Hmm... think we can get Hornet out of his nest? :noidea: :chortle:

TA is 10 and 1pm and TPA is at 10am.  

I'm gonna try to make the TPA shoot this weekend if I get back from hunting in time.. :thumb: :moose:


----------



## BOWGOD (Aug 11, 2004)

IGluIt4U said:


> Hmm... think we can get Hornet out of his nest? :noidea: :chortle:
> 
> TA is 10 and 1pm and TPA is at 10am.
> 
> I'm gonna try to make the TPA shoot this weekend if I get back from hunting in time.. :thumb: :moose:


i ain't even gonna talk smack about my indoor game i preffer not to eat crow if i don't got to. indoors might just be my weekness. i can shoot decent scores but by no means do i consider myself good at it my 5 spot average is 297 with a PB of 299 my vegas average is around 282 with a PB of 292. i'll save the trash talk for outdoors. 

oh i did just pick up a new hornet slayer for field.


----------



## tabarch (Sep 20, 2006)

blondstar said:


> Hey Terry
> Yelp send me the info, the weeknights work out better, thanks Terry



Blondstar, Bowgod and Va Vince
I have requeted some info from the club sec. and will pass it on to you when I receive it. I will get you the club contacts and the address for the indoor range and send it to you.
Terry


----------



## BOWGOD (Aug 11, 2004)

tabarch said:


> Blondstar, Bowgod and Va Vince
> I have requeted some info from the club sec. and will pass it on to you when I receive it. I will get you the club contacts and the address for the indoor range and send it to you.
> Terry


okie dokie


----------



## Jbird (May 21, 2002)

*Cabin Fever*

The cold and the snow have already visited us here on the frozen tundra. We will venture outside with our skinny arrows again around May 1. Five months of misery and five months of indoor or nothing. I can see light at the
end of the tunnel though. Counting the days till we can move back home where you can shoot outside 9 months of the year. Wish we could take our friends from here back with us.
Jbird


----------



## BOWGOD (Aug 11, 2004)

Jbird said:


> The cold and the snow have already visited us here on the frozen tundra. We will venture outside with our skinny arrows again around May 1. Five months of misery and five months of indoor or nothing. I can see light at the
> end of the tunnel though. Counting the days till we can move back home where you can shoot outside 9 months of the year. Wish we could take our friends from here back with us.
> Jbird


it's indoors or nothing here but thankfully we haven't seen snow yet.
i don't mind indoors, but i have to pace myself through indoor season. when it first starts up i'm all GUNG HO and want to shoot all the time, but i get burnt out quick shooting dots at 20 yards. burnt to the point that i'd rather not even shoot. i guess i only have so many 20 yard rounds in me per year.
i'd much rather be out in the fresh air, with natural light and varying terrain.

i think we need a polar bear field league that runs from dec.- march


----------



## Jbird (May 21, 2002)

*Polar Bear League*

We thought about that up here too but after a while the woods build up about a 2 ft base of snow that never goes away till spring.
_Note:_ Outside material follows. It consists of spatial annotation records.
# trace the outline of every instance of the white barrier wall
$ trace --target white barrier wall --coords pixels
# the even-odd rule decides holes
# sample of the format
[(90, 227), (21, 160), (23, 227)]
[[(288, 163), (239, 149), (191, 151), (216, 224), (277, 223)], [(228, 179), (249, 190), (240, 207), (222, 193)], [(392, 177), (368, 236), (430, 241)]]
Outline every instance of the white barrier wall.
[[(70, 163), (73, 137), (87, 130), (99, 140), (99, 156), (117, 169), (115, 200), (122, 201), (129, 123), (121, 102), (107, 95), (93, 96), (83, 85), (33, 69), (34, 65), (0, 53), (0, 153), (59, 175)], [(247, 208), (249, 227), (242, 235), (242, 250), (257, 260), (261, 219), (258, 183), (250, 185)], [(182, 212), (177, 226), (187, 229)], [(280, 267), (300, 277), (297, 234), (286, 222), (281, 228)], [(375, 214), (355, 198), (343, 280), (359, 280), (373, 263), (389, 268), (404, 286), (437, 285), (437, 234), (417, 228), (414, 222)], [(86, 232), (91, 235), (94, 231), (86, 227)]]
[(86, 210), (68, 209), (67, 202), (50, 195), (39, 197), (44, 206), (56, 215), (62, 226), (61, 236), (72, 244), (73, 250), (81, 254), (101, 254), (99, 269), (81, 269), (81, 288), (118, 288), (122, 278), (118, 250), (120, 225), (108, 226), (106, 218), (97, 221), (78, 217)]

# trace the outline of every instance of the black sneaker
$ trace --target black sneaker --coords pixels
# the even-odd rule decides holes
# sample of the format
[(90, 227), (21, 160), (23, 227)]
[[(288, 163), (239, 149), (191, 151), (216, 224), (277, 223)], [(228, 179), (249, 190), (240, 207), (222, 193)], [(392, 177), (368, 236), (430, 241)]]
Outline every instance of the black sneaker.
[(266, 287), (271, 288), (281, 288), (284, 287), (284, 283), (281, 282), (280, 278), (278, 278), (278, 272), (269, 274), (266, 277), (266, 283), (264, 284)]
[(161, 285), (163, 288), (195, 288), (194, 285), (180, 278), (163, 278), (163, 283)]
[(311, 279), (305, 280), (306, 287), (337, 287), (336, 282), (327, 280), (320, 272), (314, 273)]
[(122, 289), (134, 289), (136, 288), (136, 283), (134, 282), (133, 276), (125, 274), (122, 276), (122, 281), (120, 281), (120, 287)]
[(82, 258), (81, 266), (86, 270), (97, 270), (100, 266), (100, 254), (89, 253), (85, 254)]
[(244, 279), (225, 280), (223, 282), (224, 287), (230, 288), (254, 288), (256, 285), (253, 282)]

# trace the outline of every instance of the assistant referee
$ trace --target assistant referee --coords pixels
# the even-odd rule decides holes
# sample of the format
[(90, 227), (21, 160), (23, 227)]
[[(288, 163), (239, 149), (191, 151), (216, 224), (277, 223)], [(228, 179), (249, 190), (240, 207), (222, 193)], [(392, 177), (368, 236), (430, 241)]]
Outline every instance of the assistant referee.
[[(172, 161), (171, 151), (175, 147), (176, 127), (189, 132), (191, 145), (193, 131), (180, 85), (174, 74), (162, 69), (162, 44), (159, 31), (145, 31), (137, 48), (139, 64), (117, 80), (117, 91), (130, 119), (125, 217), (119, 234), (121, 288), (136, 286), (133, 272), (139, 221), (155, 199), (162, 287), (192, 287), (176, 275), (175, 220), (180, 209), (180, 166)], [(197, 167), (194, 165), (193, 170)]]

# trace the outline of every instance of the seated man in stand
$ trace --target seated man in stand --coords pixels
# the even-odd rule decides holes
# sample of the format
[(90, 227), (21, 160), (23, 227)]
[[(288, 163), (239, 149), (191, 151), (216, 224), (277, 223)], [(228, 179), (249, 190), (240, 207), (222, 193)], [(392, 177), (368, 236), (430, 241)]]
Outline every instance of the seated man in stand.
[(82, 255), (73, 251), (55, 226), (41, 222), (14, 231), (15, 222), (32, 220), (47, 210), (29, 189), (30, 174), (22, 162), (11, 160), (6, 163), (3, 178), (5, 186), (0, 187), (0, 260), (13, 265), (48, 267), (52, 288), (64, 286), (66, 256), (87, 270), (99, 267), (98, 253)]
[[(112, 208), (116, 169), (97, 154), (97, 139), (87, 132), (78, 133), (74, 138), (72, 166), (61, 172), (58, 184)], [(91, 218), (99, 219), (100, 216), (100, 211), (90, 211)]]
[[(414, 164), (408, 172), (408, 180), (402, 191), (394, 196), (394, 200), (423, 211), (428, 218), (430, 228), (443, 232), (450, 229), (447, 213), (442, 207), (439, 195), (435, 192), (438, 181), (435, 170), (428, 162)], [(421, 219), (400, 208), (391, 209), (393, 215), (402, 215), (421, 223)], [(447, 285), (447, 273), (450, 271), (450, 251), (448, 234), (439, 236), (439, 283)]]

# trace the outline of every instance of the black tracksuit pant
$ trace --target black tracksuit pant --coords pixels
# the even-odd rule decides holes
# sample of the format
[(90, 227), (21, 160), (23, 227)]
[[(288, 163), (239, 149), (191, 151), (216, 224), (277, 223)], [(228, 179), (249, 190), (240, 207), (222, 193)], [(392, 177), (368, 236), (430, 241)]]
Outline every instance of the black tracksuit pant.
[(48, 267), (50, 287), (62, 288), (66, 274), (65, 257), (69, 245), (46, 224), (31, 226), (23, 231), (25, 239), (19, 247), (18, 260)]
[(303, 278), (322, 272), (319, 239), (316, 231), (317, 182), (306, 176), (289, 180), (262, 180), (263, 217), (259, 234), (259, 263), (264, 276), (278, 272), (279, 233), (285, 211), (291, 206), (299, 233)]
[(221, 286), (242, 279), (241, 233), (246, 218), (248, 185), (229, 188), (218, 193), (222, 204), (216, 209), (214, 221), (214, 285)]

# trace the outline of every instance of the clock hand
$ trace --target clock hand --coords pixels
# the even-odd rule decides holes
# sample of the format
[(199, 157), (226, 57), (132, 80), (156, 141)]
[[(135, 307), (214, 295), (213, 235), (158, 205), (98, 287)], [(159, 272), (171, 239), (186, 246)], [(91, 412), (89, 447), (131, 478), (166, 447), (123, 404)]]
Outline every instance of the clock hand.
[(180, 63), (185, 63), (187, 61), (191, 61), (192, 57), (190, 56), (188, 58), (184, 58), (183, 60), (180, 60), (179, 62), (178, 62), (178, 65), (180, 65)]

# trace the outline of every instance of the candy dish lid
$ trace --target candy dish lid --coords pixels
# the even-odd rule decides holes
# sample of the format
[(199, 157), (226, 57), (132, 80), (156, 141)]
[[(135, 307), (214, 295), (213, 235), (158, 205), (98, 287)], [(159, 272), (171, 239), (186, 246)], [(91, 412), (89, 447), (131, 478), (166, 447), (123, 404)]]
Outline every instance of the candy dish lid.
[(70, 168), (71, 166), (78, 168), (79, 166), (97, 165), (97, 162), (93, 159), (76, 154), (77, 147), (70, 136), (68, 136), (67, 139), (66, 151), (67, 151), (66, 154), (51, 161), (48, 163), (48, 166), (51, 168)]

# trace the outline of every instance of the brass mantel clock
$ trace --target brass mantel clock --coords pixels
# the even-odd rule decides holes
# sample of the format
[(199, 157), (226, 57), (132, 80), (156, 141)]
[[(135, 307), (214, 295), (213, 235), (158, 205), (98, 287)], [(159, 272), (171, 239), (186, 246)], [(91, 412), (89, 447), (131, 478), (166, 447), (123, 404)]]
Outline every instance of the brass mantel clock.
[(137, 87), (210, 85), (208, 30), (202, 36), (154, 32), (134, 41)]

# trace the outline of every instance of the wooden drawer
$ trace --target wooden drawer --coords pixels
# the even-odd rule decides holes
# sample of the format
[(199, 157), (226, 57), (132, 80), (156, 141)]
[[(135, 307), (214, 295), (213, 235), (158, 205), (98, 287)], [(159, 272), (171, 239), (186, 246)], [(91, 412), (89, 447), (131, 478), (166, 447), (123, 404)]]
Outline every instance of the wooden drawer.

We don't lose many arrows any more so that is not the problem it would be for the newbies
but standing in snow up to your knees would take the shine off of it pretty quick for my wife. LOL


----------



## BOWGOD (Aug 11, 2004)

Jbird said:


> We thought about that up here too but after a while the woods build up about a 2 ft base of snow that never goes away till spring. We don't lose many arrows any more so that is not the problem it would be for the newbies
> but standing in snow up to your knees would take the shine off of it pretty quick for my wife. LOL


they have 3d shoots here starting jan. 1st and those guys go out in the snow to shoot so why the heck can't we shoot field in the snow???? 
of course we don't get snow like you get snow. i used to live in a place that was like that solid 12 inches or more from the end of oct thru the end of march. it sucked


----------



## Dave T (Mar 24, 2004)

*Cabin Fever?*

I would say something about the perfect weather we had Sunday for our club 28 target combined shoot...but that last time I mentioned the weather out here someone got *****y about it. So...

Have a nice winter, ya'll! (smiley face goes here)

Dave


----------



## BOWGOD (Aug 11, 2004)

Dave T said:


> I would say something about the perfect weather we had Sunday for our club 28 target combined shoot...but that last time I mentioned the weather out here someone got *****y about it. So...
> 
> Have a nice winter, ya'll! (smiley face goes here)
> 
> Dave


lol
just rub it in.


----------



## jarlicker (Jul 29, 2002)

Dave T I think you will just have to tell the wife to set a few extra places at the table cause you have asked a few archery buddies coming over to stay with ya for a few months. Just until the weather clears up.

What do you think?

Sounds like a road trip guys.


----------